Re: [PATCH 03/14] dm-multisnap-mikulas-headers

All of lore.kernel.org
 help / color / mirror / Atom feed

From: Mike Snitzer <snitzer@redhat.com>
To: Mikulas Patocka <mpatocka@redhat.com>
Cc: dm-devel@redhat.com
Subject: Re: [PATCH 03/14] dm-multisnap-mikulas-headers
Date: Mon, 8 Mar 2010 22:30:45 -0500	[thread overview]
Message-ID: <20100309033045.GB9531@redhat.com> (raw)
In-Reply-To: <Pine.LNX.4.64.1003082145210.20675@hs20-bc2-1.build.redhat.com>

On Mon, Mar 08 2010 at 10:08pm -0500,
Mikulas Patocka <mpatocka@redhat.com> wrote:

> > > + * The minimum block size is 512, the maximum block size is not specified (it is
> > > + * limited by 32-bit integer size and available memory). All on-disk pointers
> > > + * are in the units of blocks. The pointers are 48-bit, making this format
> > > + * capable of handling 2^48 blocks.
> > 
> > Shouldn't we require the chunk size be at least as big as
> > (and a multiple of) physical_block_size?  E.g. 4096 on a 4K sector
> > device.
> > 
> > This question applies to non-shared snapshots too.
> 
> If the device has a larger physical block size, it will reject smaller 
> chunks. The same for non-shared snapshots.
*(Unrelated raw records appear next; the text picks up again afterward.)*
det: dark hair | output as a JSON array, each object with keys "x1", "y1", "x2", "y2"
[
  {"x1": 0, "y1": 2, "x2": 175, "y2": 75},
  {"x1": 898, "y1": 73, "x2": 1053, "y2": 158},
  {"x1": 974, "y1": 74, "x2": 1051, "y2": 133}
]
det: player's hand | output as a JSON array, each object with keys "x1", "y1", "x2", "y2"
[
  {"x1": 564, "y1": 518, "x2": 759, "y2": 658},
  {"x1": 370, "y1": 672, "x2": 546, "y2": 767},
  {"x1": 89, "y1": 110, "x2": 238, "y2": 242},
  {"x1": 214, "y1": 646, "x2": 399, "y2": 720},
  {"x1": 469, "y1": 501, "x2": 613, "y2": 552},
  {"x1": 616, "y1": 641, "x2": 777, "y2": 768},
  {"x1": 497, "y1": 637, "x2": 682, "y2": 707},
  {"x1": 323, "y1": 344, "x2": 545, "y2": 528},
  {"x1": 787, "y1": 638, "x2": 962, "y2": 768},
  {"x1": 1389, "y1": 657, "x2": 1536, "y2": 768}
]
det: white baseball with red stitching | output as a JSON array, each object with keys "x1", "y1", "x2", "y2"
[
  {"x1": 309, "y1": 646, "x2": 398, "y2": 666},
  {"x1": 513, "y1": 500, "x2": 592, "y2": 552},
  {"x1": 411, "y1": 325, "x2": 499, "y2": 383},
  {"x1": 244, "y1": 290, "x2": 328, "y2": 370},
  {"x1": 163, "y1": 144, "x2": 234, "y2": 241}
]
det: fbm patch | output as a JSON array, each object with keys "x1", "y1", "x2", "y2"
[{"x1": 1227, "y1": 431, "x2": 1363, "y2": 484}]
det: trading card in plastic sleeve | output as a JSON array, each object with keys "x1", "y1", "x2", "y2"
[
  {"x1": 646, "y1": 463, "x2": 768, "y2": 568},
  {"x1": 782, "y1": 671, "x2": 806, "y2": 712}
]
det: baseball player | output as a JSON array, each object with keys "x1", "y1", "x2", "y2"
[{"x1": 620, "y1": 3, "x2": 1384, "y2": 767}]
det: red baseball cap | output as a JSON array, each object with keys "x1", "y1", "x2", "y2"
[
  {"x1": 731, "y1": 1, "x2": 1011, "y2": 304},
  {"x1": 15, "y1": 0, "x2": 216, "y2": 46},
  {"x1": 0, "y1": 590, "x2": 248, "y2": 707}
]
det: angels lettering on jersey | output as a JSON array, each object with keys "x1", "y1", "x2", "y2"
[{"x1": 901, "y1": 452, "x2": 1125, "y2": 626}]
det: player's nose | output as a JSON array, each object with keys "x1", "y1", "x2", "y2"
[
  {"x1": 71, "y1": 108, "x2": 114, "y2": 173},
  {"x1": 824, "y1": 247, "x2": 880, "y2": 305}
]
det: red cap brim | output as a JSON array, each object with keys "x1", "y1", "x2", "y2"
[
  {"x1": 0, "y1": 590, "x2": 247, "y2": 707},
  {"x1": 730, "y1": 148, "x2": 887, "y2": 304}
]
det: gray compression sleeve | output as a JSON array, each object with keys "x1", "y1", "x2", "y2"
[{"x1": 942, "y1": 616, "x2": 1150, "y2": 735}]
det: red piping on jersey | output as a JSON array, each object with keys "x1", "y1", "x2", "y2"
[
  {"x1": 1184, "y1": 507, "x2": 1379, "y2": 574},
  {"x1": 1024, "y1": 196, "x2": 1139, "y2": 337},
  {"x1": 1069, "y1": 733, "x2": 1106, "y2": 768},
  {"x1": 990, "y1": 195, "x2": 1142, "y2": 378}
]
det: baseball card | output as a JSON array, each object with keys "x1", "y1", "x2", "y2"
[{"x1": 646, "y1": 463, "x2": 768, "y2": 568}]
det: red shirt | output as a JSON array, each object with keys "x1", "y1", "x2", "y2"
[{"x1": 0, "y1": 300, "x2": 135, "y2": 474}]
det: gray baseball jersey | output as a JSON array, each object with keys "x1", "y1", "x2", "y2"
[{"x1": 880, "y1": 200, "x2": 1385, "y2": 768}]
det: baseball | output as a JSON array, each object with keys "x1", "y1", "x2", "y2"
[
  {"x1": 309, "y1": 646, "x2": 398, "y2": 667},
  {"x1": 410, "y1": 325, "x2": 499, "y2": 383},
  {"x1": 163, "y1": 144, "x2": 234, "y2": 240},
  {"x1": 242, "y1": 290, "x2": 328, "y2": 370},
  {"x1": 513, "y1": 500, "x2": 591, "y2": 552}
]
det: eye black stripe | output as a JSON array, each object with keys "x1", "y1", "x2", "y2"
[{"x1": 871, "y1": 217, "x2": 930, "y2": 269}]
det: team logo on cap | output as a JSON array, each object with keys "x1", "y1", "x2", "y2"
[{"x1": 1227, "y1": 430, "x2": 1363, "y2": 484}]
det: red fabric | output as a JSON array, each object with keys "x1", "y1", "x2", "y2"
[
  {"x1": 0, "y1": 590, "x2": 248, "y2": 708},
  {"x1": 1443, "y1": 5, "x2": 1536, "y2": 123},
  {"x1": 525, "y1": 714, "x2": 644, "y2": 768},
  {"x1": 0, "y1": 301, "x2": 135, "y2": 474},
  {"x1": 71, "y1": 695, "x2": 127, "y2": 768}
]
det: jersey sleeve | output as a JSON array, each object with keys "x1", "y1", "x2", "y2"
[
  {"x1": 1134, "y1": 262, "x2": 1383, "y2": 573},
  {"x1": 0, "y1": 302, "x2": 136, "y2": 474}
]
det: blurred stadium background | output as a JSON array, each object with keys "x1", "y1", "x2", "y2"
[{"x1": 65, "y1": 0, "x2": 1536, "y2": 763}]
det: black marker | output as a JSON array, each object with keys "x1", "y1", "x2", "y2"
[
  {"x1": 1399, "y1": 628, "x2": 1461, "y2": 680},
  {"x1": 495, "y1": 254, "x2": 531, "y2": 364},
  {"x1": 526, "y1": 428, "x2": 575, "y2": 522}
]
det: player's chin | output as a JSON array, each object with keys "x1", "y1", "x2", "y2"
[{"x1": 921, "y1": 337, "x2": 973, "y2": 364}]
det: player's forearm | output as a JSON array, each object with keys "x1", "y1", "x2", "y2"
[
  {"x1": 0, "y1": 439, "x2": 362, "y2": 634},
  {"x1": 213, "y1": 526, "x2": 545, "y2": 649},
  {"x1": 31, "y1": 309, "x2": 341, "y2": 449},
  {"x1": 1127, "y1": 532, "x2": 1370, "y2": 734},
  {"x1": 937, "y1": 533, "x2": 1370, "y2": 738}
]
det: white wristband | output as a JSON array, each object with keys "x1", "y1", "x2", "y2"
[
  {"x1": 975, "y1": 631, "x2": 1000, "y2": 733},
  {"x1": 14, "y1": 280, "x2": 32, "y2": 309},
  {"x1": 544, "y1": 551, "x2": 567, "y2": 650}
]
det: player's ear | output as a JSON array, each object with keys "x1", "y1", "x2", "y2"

Correct, but we don't prevent the user from trying to use less than
physical_block_size.  So I think we agree we should.  Hasn't been a
concern but native 4K devices change that.

> > > + * Note: because the disks only support atomic writes of 512 bytes, the commit
> > > + * block has only 512 bytes of valid data. The remaining data in the commit
> > > + * block up to the chunk size is unused.
> > 
> > Are there other places where you assume 512b is beneficial?  My concern
> > is: what will happen on 4K devices?
> 
> With 4K chunk size, it writes 4K, but assumes that only 512b write is 
> atomic. So, if the disk supports atomic write of 4K, it doesn't hurt.

Right, so long as we impose 4K on a native 4K device, etc.  But I was
more wondering if there were other places that assume 512b granularity.
Didn't see any but figured I'd ask.
 
> > Would making the commit block's size match the physical_block_size give
> > us any multisnapshot benefit?  At a minimum I see a larger commit block
> > would allow us to have more remap entries (larger remap
> > array)..
> >
> > "Remaps" detailed below.  But what does that buy us?
> 
> They reduce the number of blocks written. Without remaps, you'd have to 
> write the path from the root every time.

Sure, I wasn't saying we'd eliminate/reduce rempas.  I was saying we
could increase the number of remaps (think the current limit is 27 per
512b commit block).  Using a 4K commit block would give us 100+?

So I was asking if more remaps help at all.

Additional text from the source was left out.